I am currently a second-year Master’s student at the College of Computer Science and Artificial Intelligence, Fudan University.

My research interests lie in Multi-modal large models(MLLM) and Controllable image/video generation.

I am currently an Applied Research Intern at ByteDance, where I work on multimodal embedding models and post-training of multimodal large models.

News

Publications

Under Review

Seamless Sketch-guided Image Inpainting via Flow-based Background Trajectory Alignment

Lintao Zhang^*, Runfeng Bao^*, Quan Zhou, Xichen Ye, Xiangcheng Du, Yingbin Zheng, WEIZHONG ZHANG, Peizhu Gong, Cheng Jin

Tackles the tension between structural controllability and visual consistency in sketch-guided image inpainting, where complex scenes often suffer from background drift and boundary discontinuities.
Builds a unified text-sketch-mask inpainting framework with Region-Aware Sketch Control (RASC) for decoupled foreground/background guidance, and introduces FBTA/FBTA-fast to explicitly align background latent trajectories during diffusion sampling.

Under Review

SyncPainter: Caption-guided Video Inpainting with Multimodal Semantic Alignment

Studies the logical distortion problem of current state-of-the-art video inpainting models under complex occlusion, and explores an automated restoration paradigm guided by MLLMs.
Develops Mask-Aware Dual-Path Attention (MAAF), which decouples generation and reference streams for precise semantic-background alignment, together with latent-space temporal propagation for flow-free feature transfer and flicker reduction.

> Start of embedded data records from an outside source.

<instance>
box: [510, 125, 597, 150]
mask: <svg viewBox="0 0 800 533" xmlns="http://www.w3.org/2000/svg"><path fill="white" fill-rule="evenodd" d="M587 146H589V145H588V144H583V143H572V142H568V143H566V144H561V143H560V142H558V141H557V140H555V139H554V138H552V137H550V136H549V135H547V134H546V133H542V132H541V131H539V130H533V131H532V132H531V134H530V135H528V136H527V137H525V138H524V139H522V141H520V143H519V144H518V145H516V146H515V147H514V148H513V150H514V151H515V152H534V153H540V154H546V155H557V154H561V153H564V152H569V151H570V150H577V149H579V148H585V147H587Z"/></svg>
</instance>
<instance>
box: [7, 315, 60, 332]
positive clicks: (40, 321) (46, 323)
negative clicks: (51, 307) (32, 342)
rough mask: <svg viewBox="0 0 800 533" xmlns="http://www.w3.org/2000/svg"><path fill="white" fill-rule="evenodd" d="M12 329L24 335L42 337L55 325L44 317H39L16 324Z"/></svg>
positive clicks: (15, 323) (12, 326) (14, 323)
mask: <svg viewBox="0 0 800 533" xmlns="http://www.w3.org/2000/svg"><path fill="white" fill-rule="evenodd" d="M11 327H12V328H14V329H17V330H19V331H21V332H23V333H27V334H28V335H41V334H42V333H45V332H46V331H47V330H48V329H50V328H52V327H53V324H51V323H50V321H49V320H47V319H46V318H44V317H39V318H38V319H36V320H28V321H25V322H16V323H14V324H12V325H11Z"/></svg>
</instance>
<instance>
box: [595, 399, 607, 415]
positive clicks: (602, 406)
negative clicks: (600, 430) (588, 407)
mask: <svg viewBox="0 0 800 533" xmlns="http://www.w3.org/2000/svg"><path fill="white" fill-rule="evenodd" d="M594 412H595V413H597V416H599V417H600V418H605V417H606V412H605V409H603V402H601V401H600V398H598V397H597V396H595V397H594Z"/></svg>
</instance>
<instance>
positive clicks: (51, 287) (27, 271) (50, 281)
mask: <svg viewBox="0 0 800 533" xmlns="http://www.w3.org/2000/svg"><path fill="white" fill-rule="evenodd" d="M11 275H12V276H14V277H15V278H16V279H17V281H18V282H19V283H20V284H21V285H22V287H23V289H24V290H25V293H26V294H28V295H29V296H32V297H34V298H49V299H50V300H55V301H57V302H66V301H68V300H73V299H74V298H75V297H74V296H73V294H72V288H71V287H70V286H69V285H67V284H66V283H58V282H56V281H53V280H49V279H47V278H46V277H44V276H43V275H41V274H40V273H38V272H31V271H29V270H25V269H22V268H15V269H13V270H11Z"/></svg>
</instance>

2024.09 - 2027.06, M.S. in Artificial Intelligence, Fudan University, Shanghai, China.
2020.10 - 2024.06, B.E. in Data Science and Big Data Technology, Zhejiang University of Technology, Hangzhou, China.

ByteDance
2026.02 - Present, Applied Research Intern, focusing on multimodal embedding models and post-training of multimodal large models.
Meituan
2025.10 - 2026.01, Research Intern, Intelligent Creation Team, focusing on multimodal algorithms.